TAG | gasoline
Sorry to harp on the gas tax holiday so much, lately, but this is hilarious:
I have no idea who I am voting for in this upcoming Presidential election, but I’m certainly looking more favorably upon Barack Obama after reading his reactions to John McCain and Hillary Clinton’s populist attack against gas taxes. From the New York Times:
Senator Hillary Rodham Clinton lined up with Senator John McCain, the presumptive Republican nominee for president, in endorsing a plan to suspend the federal excise tax on gasoline, 18.4 cents a gallon, for the summer travel season. But Senator Barack Obama, Mrs. Clinton’s Democratic rival, spoke out firmly against the proposal, saying it would save consumers little and do nothing to curtail oil consumption and imports.
I wholeheartedly agree. And so does one of today’s brightest economists, Greg Mankiw:
I don’t know any prominent economist who favors this McCain-Clinton proposal.
First, we have to realize that the increased gas prices are, although inconvenient in the short run, somewhat of a blessing. People are quickly starting shift away from driving larger cars, which will lower gasoline consumption in the long run. Additionally, if gas prices remain high for a long period of time, economic theory tells us that people will start taking larger actions to lower their gas prices, such as telecommuting or living closer to where they work. Additionally, this shifts more demand toward alternatives to gasoline-powered vehicles, such as electric cars, that don’t pollute and are by nature more efficient per mile than gasoline cars.
But all in all, we shouldn’t be thinking about suspending gasoline taxes, we should be thinking about increasing them. Although gas prices are high, the consumption of gasoline creates large externalities, which is a market failure that should be corrected through taxation. Additionally, by taxing gasoline at a higher rate, we could offset the income tax and payroll taxes. So overall, we could stop taxing people from doing a positive activity (working) and start taxing an activity that creates a negative externality instead.
(hat tip on this post: Greg Mankiw’s Blog)
I’m writing this article for the primary purpose of getting my thoughts onto a page. I always hear all of this talk about how the only reason that oil prices are so high is because of speculation. But that argument does not sit well with me because it ignores the underlying reason for speculation. The argument runs that oil/gas is not really as expensive as it is, because the prices are only high because of speculators screwing around in the market.
There is some truth to the speculation argument. Sure, speculators are buying oil, and the more demand to buy a commodity, the higher the price goes. But, this begs the question: why are they buying oil?
Speculators in this case are people that predict the price of oil will be higher in the future than it is now, so they, in the simplest case, buy oil now so they can sell it later when it is more valuable. If the price of oil goes up, it is because lots of people believe the price will go up in the future. That begs the question: why do they think oil will go up in the future?

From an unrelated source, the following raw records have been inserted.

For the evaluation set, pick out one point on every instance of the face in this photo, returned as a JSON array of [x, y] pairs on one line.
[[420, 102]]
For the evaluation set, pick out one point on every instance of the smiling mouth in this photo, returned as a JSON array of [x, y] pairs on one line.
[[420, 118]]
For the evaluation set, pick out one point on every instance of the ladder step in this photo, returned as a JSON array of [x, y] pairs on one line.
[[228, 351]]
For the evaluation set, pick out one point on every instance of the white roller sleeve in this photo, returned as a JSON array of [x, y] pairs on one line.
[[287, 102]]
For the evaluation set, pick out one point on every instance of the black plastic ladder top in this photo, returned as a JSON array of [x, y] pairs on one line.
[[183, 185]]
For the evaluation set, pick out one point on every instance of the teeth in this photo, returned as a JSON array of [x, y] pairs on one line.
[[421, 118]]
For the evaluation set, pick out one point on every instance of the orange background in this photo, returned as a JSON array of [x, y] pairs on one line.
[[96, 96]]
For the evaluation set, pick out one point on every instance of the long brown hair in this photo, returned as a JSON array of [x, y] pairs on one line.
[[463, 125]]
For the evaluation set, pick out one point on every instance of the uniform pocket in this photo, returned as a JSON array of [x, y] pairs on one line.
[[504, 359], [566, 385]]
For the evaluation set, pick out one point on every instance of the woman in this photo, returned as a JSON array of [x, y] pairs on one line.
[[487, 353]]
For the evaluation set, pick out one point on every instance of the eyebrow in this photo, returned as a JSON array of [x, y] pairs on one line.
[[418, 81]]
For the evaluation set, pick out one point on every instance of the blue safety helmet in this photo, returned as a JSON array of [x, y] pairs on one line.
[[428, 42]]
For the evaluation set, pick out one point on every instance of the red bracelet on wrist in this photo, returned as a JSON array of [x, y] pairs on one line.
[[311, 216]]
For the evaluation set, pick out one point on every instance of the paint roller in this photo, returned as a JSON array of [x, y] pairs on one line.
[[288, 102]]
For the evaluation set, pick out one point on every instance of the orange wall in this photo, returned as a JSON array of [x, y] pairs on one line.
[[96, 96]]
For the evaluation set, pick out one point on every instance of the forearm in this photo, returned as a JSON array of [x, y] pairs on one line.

And then we’re back to square one: why do commodity prices rise? If the only answer to that question is that prices rise because people think speculators will drive them up, then aren’t we just in an infinite cycle of inflation? Obviously, the answer to that question has to incorporate something other than whether speculators plan on buying the commodity or not. So I’ll give the classic, broad, economics answer: prices rise when the commodity becomes scarcer.
Scarcer can mean less supply, more demand, or a combination of both. And I don’t think there is a clearer example of scarcity today than oil. The world supply of oil is finite. Sure, we find new sources of oil every now and then, and we develop new technologies to extract oil from places we couldn’t get it from before, but no matter what, we have to deal with a finite supply on planet earth. Thus, every day, the supply of oil shrinks, and that contributes to a decrease in supply (along with occasional shocks from OPEC). Additionally, world demand for oil is ever-increasing. And not just in America. When the Tata Nano, that tiny $2000 car from India is released, and it puts hundreds of millions of new drivers in and around Asia on the road, gas prices will skyrocket [this is undoubtedly on the speculators’ minds].
So the high gas prices you’re paying may be technically due to “speculation.” But there must be reasons for speculation. I believe the primary reason is anticipated increased demand and anticipated decreased supply of oil.